The default SMP scheduler (DSS) in Linux 2.4.x treats processes and threads the same way, referring to them as tasks. Each task has a corresponding data structure which maintains state related to address space, memory management, signal management, open files and privileges. Traditional threading models and light-weight processes are supported through the clone system call.

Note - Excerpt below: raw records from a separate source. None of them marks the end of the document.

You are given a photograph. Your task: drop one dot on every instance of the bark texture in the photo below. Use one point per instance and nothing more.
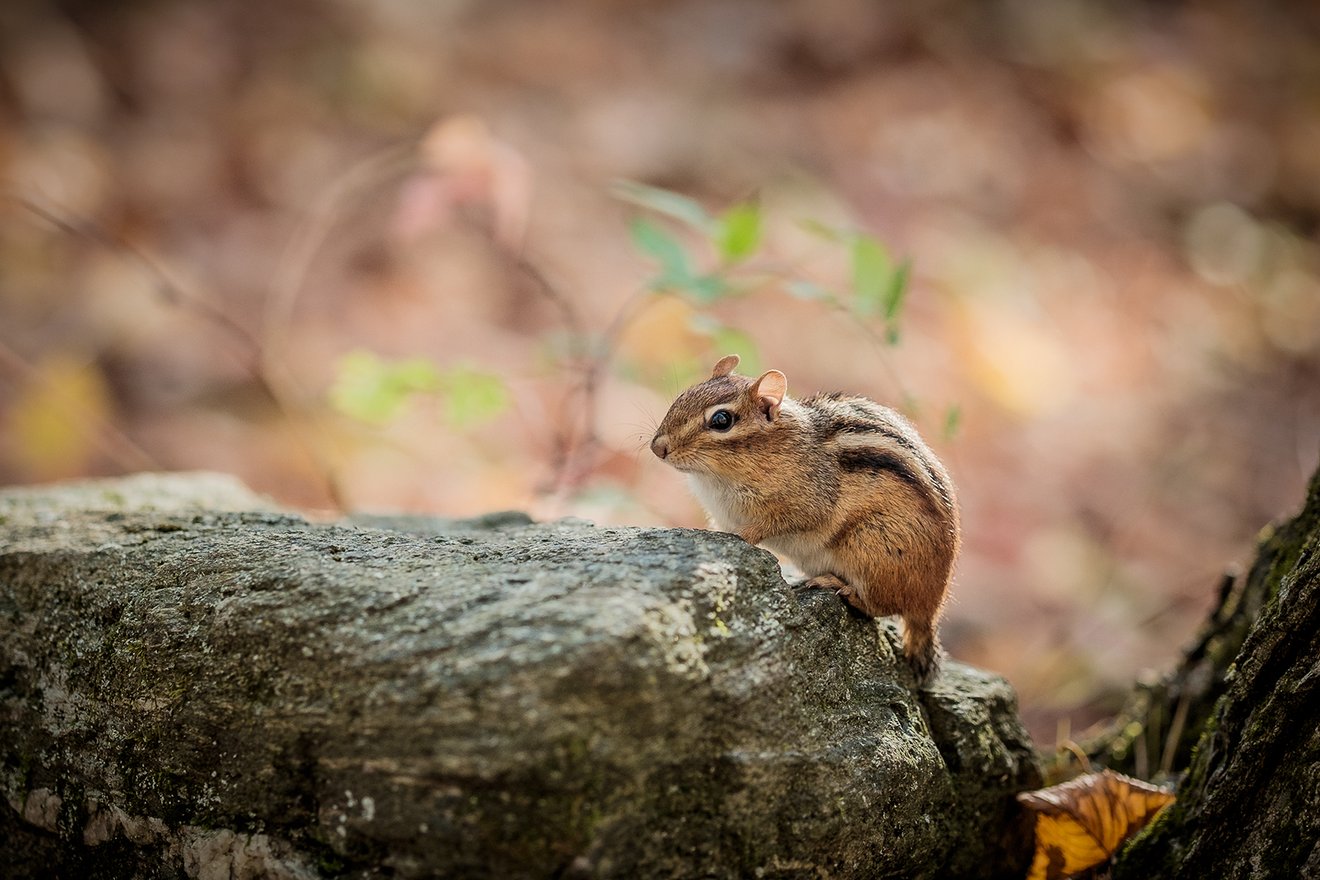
(193, 684)
(1249, 804)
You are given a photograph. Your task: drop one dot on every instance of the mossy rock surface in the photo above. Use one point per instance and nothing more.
(189, 688)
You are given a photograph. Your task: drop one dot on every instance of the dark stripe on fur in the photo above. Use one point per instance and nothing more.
(861, 458)
(849, 426)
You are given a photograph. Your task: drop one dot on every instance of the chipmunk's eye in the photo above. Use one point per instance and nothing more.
(721, 420)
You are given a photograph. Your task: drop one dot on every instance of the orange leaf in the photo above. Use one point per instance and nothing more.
(1083, 822)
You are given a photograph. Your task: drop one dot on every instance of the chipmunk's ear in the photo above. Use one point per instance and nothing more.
(725, 366)
(768, 392)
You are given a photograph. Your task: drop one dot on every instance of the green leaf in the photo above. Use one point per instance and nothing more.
(738, 232)
(372, 389)
(473, 396)
(672, 205)
(952, 421)
(704, 289)
(871, 275)
(896, 289)
(665, 250)
(676, 273)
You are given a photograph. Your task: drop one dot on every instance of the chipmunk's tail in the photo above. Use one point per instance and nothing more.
(922, 649)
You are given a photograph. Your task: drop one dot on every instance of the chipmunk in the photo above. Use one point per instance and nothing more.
(838, 484)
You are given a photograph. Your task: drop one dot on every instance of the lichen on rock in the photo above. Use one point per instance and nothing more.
(415, 697)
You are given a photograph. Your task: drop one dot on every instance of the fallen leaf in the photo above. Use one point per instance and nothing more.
(1080, 823)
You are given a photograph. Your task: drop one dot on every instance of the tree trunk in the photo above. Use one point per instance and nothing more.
(1242, 717)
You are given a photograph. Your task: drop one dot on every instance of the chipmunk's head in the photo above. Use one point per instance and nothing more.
(716, 426)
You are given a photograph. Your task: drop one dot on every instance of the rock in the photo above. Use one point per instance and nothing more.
(192, 690)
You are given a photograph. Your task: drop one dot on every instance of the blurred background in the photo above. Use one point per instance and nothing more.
(370, 255)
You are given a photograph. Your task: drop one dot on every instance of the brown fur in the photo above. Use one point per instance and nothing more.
(840, 484)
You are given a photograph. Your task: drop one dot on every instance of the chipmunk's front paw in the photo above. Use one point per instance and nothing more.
(830, 582)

For the purpose of scheduling, time is measured in architecture-dependent units called ticks. On x86 systems, timer ticks are generated at a 10ms resolution. Each task maintains a counter (tsk->counter) which expresses the time quantum for which it can execute before it can be preempted. By decrementing this counter on timer tick interrupts, DSS implements a priority-decay mechanism for non-realtime tasks. The priority of a task is determined by a goodness() value that depends on its remaining time quantum, nice value and the affinity towards the last CPU on which it ran. DSS supports preemption of tasks only when they run in user mode. Priority preemption can occur any time the scheduler runs.

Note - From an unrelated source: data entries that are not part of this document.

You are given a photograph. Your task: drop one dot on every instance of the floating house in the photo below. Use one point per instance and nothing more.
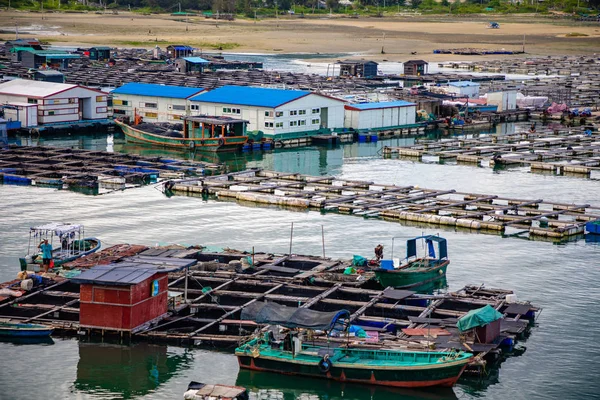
(358, 68)
(49, 75)
(127, 295)
(191, 65)
(273, 113)
(31, 58)
(415, 67)
(505, 100)
(53, 102)
(33, 44)
(98, 53)
(153, 102)
(380, 116)
(463, 89)
(179, 51)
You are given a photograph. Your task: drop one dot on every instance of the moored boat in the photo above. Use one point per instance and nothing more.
(377, 366)
(67, 241)
(416, 270)
(196, 133)
(18, 330)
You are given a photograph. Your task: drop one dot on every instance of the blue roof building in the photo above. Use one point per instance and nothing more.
(275, 113)
(387, 115)
(251, 96)
(153, 102)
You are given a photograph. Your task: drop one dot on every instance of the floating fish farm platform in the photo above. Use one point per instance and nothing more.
(562, 152)
(487, 213)
(206, 300)
(54, 166)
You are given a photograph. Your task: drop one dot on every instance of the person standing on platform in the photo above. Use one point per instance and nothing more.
(46, 249)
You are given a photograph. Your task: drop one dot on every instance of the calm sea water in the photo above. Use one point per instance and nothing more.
(560, 361)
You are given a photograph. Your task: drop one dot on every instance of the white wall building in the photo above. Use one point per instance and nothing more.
(278, 113)
(152, 102)
(506, 100)
(56, 102)
(389, 114)
(463, 88)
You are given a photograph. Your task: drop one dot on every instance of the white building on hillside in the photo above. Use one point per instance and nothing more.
(277, 113)
(54, 102)
(152, 102)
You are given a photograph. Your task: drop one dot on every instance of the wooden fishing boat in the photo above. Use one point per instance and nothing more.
(378, 366)
(415, 270)
(17, 330)
(67, 240)
(197, 133)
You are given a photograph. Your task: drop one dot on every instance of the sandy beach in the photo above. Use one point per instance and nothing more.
(400, 38)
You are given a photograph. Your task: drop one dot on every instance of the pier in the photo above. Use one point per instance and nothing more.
(486, 213)
(561, 152)
(206, 300)
(55, 166)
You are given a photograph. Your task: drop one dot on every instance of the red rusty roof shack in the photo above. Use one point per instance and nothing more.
(126, 295)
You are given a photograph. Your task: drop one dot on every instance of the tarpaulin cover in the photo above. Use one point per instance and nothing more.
(478, 317)
(59, 228)
(291, 317)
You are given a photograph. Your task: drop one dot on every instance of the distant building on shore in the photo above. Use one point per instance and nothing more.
(415, 67)
(358, 68)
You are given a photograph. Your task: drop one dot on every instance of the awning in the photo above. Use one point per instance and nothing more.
(478, 317)
(291, 317)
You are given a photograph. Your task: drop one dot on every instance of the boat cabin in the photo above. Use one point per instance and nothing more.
(213, 127)
(127, 295)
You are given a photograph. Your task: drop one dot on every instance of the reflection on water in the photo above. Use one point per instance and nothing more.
(268, 385)
(126, 370)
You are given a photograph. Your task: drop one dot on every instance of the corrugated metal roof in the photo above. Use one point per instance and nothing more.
(383, 104)
(196, 60)
(26, 87)
(151, 89)
(124, 273)
(463, 84)
(250, 96)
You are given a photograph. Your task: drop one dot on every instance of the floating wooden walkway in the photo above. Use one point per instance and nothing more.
(54, 166)
(482, 212)
(561, 152)
(220, 284)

The kernel scheduler consists of two primary functions :

1. schedule(void) : This function is called synchronously by a processor to select the next task to run e.g. at the end of sleep(), wait_for_IO() or schedule_timeout(). It is also called preemptively on the return path from an interrupt e.g. a reschedule-IPI (interprocessor interrupt) from another processor, I/O completion or system call.
2. reschedule_idle(task_struct *tsk) : This function is called in wake_up_process() to find a suitable processor on which the parameter task can be dispatched. wake_up_process() is called when a task is first created or when it has to be re-entered into the runqueue after an I/O or sleep operation. reschedule_idle() tries to find either an idle processor or one which is running a task with a lower goodness value. If successful, it sends an IPI to the target CPU, forcing it to invoke schedule() and preempt its currently running task.

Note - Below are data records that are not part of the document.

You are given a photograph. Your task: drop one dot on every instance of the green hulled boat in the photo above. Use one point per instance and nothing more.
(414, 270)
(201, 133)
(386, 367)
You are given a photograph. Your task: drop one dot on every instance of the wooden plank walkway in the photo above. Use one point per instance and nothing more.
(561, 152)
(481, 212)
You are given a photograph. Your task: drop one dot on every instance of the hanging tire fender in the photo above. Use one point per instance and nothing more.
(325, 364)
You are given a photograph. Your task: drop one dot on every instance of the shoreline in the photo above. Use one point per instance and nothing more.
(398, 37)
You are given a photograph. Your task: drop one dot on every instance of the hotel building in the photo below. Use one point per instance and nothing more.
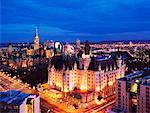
(17, 102)
(133, 92)
(84, 79)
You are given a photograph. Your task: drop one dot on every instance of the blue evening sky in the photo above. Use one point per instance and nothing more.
(67, 20)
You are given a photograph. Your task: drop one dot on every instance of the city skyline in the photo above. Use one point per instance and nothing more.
(87, 20)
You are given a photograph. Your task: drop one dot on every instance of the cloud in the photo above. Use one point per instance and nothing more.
(74, 17)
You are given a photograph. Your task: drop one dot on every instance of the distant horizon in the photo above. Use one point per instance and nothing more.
(63, 20)
(104, 41)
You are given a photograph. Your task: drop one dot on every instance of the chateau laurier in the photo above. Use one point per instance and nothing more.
(84, 79)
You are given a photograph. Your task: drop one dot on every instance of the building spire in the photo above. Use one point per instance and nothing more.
(36, 31)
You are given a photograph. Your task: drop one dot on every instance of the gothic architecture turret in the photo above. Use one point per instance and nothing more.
(36, 40)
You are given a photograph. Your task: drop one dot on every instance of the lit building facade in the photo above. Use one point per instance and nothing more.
(17, 102)
(133, 92)
(83, 81)
(36, 41)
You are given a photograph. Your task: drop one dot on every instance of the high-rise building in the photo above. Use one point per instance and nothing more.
(133, 92)
(78, 43)
(36, 40)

Internally, the scheduler maintains a single runqueue protected by a spinlock. The queue is unordered, which allows tasks to be inserted and deleted efficiently. However, in order to select a new task to run, the scheduler has to lock and traverse the entire runqueue, comparing the goodness value of each schedulable task. A task is considered schedulable if it is not already running and it is enabled for dispatch on the target CPU. The goodness value, determined by the goodness() function, distinguishes between three types of tasks : realtime tasks (values 1000+), regular tasks (values between 0 and 1000) and tasks which have yielded the processor (value -1). For regular tasks, the goodness value consists of a static or non-affinity part and a dynamic or affinity part. The non-affinity goodness depends on the task's counter and nice values. The affinity part accounts for the anticipated overheads of cache misses and page table switches incurred as a result of migrating tasks across CPUs. If the invoking CPU is the same as the one the task last ran on, the goodness value is boosted by an architecture dependent value called PROC_CHANGE_PENALTY. If the memory management object (tsk->mm) is the same, goodness values are boosted by 1. The counter values of all tasks are recalculated when all schedulable tasks on the runqueue have expired their time quanta. Due to space limitations, we refer the reader to detailed descriptions of DSS in  [6,1].

The implications of the scheduling algorithm for large SMP and NUMA machines is discussed in Section 4.